There’s a movement afoot to redesign the US methadone treatment system along the lines of that used by other nations, including the UK. It involves significant changes to the rules around who prescribes and dispenses the medication for treatment of Opioid Use Disorders (OUD).
Right now, that’s largely restricted to specialty clinics. With the proposed change, OUD patients would be able to obtain a prescription for methadone from a physician in the office setting, and have it filled by the local pharmacy. The advantages in terms of convenience should be obvious. And from a public health perspective, making methadone easier to get would likely result in fewer unintended overdoses.
I’m old enough to recall the era when it wasn’t unusual for a heroin addict to report several previous overdoses on assessment. None fatal, obviously. One patient dismissed his ODs as ‘no big thing, you just go to sleep for a while, then wake up again.’
Fentanyl has changed all that. Now the emphasis in public health is less on the quality of recovery and more on our desperate need to save lives.
As for the British model, here’s the information the NHS gives potential patients considering methadone for OUD.
Surprisingly– or maybe it’s not so surprising– existing methadone clinics appear to be against the get-your-own-prescription change. Here’s an article on the debate, reprinted from The Washington Post:
As drug deaths soar, experts urge expanded access to methadone
According to the article, the clinics see a loosening of regulations around methadone as encouraging diversion of the drug into illegal use, where it will become yet another part of the opioid problem. They have a point, obviously. Methadone is an opioid, after all, and we’ve seen that happen with medications of the type when they’ve escaped to the streets. Including heroin.
On the other hand, there are plenty of complaints about the current system of specialty methadone programs. For one thing, there aren’t enough of them around to be truly accessible for clients — especially outside large urban areas. The opioid epidemic hasn’t been confined to big cities, and is actually worse in some rural communities. Yet when one clinic closes (usually for financial reasons), rural patients are often forced to travel long distances, sometimes daily, for the drug they’re dependent on.
Because without it, they experience methadone withdrawal — which, according to many patients, is far more severe and debilitating than anything they experienced from heroin itself.
We do have an alternative: buprenorphine. It does much the same things for an OUD patient yet is generally thought to be less sedating and perhaps less harmful when abused. Bupe has already replaced methadone as the medication of choice in many inpatient detox centers, in large part because access is so much easier. The proposed change in the law would put methadone on much the same basis.
One problem: there are now currently some 300,000 Americans on methadone maintenance, and I’m assuming many of those will not want to transition to buprenorphine. They may be on high-dose regimens of methadone and fear withdrawal if and when they attempt to switch.
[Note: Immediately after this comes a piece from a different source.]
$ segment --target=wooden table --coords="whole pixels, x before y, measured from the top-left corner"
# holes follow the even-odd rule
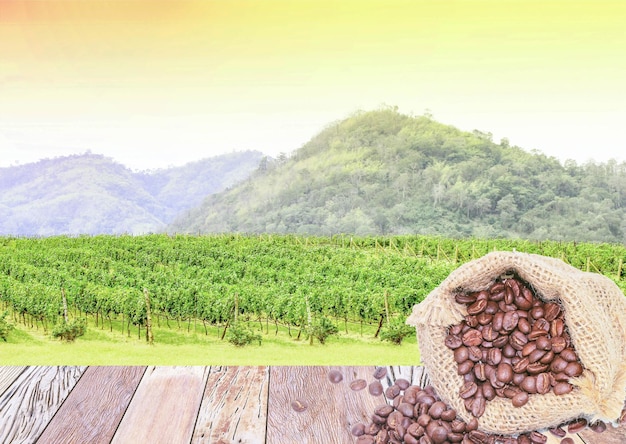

I don’t favor either side on this particular issue, because I see problems with both models. It’s reassuring that the newer model has been used with some success in Europe. But my experience is that many ideas that do well overseas struggle in the very different cultural and social environment that is America. And in our weird healthcare system, which in many respects, is not really a ‘system’ at all.
I am willing to bet that whatever the resolution turns out to be, some folks, maybe a lot of folks, will be unhappy. As Kurt Vonnegut would say, “so it goes.”